By combining with the latest AI revenue data from the global AI application leader Anthropic, the demand side of this chain is very strong. Anthropic expects Q2 revenue to reach $10.9 billion, double Q1's $4.8 billion, and may achieve quarterly operating profit of $559 million; it also agreed to pay SpaceX $1.25 billion per month to purchase computing power resources, demonstrating the explosive rise in demand for AI training/inference computing power resources brought about by advanced AI companies, as well as the related computing power consumption brought about by the programming-oriented AI agents and enterprise AI tools these companies introduce. Therefore, IREN's purchase of Blackwell, Microsoft Corporation's early locking of AI GPU cloud computing capacity, NVIDIA Corporation's investment in data center operators, are essentially answering the same question: the demand for AI computing power is strong enough to make the market lock in the supply of data center computing power resources around 2027.

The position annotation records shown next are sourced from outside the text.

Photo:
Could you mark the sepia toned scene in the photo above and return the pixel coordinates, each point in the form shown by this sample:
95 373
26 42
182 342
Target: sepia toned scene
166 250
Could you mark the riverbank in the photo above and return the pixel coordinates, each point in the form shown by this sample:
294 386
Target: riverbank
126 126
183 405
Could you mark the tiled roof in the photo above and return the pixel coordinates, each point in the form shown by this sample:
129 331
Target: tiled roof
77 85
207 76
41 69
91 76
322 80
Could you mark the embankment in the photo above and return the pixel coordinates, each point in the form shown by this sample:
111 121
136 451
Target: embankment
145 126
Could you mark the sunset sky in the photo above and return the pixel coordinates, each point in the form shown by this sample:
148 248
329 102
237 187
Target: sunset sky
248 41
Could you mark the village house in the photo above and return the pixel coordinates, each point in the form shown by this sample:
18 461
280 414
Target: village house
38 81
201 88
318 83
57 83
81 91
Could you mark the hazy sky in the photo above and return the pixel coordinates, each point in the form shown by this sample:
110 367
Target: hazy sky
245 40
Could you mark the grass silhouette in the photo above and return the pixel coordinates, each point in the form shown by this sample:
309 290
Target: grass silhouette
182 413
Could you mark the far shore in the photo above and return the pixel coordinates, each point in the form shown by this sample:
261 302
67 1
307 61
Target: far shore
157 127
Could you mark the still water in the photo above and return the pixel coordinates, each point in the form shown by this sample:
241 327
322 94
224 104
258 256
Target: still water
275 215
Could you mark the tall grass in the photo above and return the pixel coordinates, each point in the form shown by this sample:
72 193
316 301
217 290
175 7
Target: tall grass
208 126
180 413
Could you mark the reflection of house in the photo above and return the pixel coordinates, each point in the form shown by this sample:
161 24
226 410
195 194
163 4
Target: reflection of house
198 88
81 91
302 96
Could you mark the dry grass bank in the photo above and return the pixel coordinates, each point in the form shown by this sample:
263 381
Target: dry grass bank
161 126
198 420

Morgan Stanley states that the AI computing power arms race has entered a phase of systemic expansion, with the institution revising its capital expenditure expectations for major U.S. tech giants for 2026 from $433 billion a year ago to a significant increase to $805 billion, and capital expenditure for 2027 is expected to reach at least $1.1 trillion, a significant increase from the previously predicted $950 billion. Morgan Stanley's latest expectations highlight the supply chain bottleneck in terms of AI computing power infrastructure has expanded from "massive GPU/ASIC purchases" to address the complete delivery process of "solving data center power equipment, liquid cooling, data center CPUs, DRAM/NAND/HBM, optical communication/optical interconnection, high-performance network interconnection, transformers, gas turbines, and other complete links of AI data center infrastructure."